Riceviamo da Adriana Chemello, docente del Dipartimento di Italianistica, Facoltà di Lettere e Filosofia, Università di Padova, una recensione al carteggio Capitini-Binni, Roma, Carocci, 2007. La recensione, di cui ringraziamo l’autrice, sarà pubblicata nel prossimo numero della “Rassegna della letteratura italiana” diretta da Enrico Ghidetti.
Aldo Capitini – Walter Binni, Lettere 1931-1968, a cura di Lanfranco Binni e Lorella Giuliani, con una Introduzione di Mario Martini, Roma, Carocci Editore, 2007, pp. 196, Euro 18.60.
È uscito di recente, con i tipi della Carocci Editore, il primo volume della collana dedicata all’«Epistolario di Aldo Capitini». Il progetto voluto dalla Fondazione Centro Studi “Aldo Capitini”, è stato reso possibile dal sostegno della Regione dell’Umbria, del Comune di Perugia e della Fondazione Cassa di Risparmio di Perugia. A inaugurare la collana è il carteggio tra Aldo Capitini e Walter Binni, curato dal figlio di quest’ultimo Lanfranco e da Lorella Giuliani.
Patrizia Violi ha definito lo spazio comunicativo della lettera come una «soglia», un «punto di confine» in grado di segnalare l’interazione, lo «scambio dialogico con l’altro, dalla solitudine autosufficiente della scrittura». Nel carteggio tra Capitini e Binni si ha l’impressione che questa soglia tenda a scomparire, tanto perfetta è l’empatia che circola tra loro, l’interazione che neppure la distanza riesce ad incrinare. Le lettere ci restituiscono infatti un intenso dialogo in differita, dove i due protagonisti, pur separati da impegni accademici e politici, si muovono in uno spazio condiviso. L’intimità del dialogo epistolare per anni quasi quotidiano riflette le stature morali dei due interlocutori: la loro libertà intellettuale, la profonda coscienza etica, lontana da ostentazioni grossolane o da sotterfugi, in anni in cui si ponevano al centro i valori della mente e del cuore, il gusto della cultura umanistica appresa sui classici del pensiero filosofico e letterario, la sapienza e l’intelligenza della conversazione, ma anche lo scambio fraterno e amicale tra due spiriti eletti che il destino aveva fatto incontrare.

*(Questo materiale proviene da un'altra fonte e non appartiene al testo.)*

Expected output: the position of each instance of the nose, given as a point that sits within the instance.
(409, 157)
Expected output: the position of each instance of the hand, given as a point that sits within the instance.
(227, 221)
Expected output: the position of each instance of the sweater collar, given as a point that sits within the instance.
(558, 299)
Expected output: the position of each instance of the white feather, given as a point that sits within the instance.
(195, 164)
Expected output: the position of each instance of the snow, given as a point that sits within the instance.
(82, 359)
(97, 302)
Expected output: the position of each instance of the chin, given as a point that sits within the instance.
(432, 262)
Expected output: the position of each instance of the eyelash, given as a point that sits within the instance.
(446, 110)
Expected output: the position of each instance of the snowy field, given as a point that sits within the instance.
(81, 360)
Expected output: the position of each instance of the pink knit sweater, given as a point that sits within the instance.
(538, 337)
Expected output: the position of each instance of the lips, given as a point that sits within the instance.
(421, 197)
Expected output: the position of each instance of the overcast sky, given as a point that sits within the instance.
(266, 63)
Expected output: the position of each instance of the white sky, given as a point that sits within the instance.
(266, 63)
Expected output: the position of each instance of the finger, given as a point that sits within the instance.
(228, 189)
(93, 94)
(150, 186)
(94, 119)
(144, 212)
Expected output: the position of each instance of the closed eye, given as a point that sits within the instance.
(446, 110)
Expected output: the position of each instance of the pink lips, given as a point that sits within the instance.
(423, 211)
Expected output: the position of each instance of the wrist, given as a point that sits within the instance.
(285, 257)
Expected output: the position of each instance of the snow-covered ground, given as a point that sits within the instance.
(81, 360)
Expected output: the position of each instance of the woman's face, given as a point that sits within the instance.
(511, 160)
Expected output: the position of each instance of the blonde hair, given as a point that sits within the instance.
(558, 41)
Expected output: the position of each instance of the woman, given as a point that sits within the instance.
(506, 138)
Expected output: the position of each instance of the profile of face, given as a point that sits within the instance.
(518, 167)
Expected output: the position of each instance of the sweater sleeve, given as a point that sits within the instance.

Il carteggio possiamo leggerlo come una duplice biografia capace di restituirci il «disegno» di due vite: le lettere ci consegnano ora integra e senza ombre l’immagine dal vivo di due figure intellettuali ed umane protagoniste del nostro Novecento, tracciando di entrambi un vero e proprio «ritratto in piedi» (sebbene fossero entrambi restii ai riflettori della prima scena e all’ostentazione di sé). Le lettere rimaste finora inedite risultano un efficace «mediatore di conoscenza», da cui un lettore non abbagliato dalla curiosità cronachistica o aneddotica riesce a discernere l’autenticità e i più teneri sentimenti, penetrando fin dentro le pieghe delle loro anime. Siamo di fronte, come la definisce lo stesso Binni in una nota inedita, ora pubblicata dai curatori, ad una «lunga storia di legami affettuosi e culturali», ad un sodalizio intellettuale ed umano durato ben trentasette anni. La prima lettera attestata risale infatti al 1931 quando il giovane Walter, appena conseguita la maturità liceale a Perugia, si affaccia un po’ titubante ad affrontare un nuovo capitolo della sua formazione, con la scelta della facoltà universitaria e, incoraggiato dal commissario dell’esame di maturità, Guido Mazzoni, si informa sulle pratiche da espletare per concorrere ad un posto alla Scuola Normale di Pisa, scrivendo direttamente al Segretario, Aldo Capitini. La risposta del segretario al suo giovane concittadino ed il successivo telegramma per comunicargli l’esito positivo della prova di ammissione, danno avvio ad una lunga ed intensa amicizia che avrà il suo naturale sigillo in quella cartolina con due sole parole («Carissimi, Aldo») vergata con mano stanca nella sera del 19 ottobre 1968, poche ore prima di prendere definitivo congedo dalla vita.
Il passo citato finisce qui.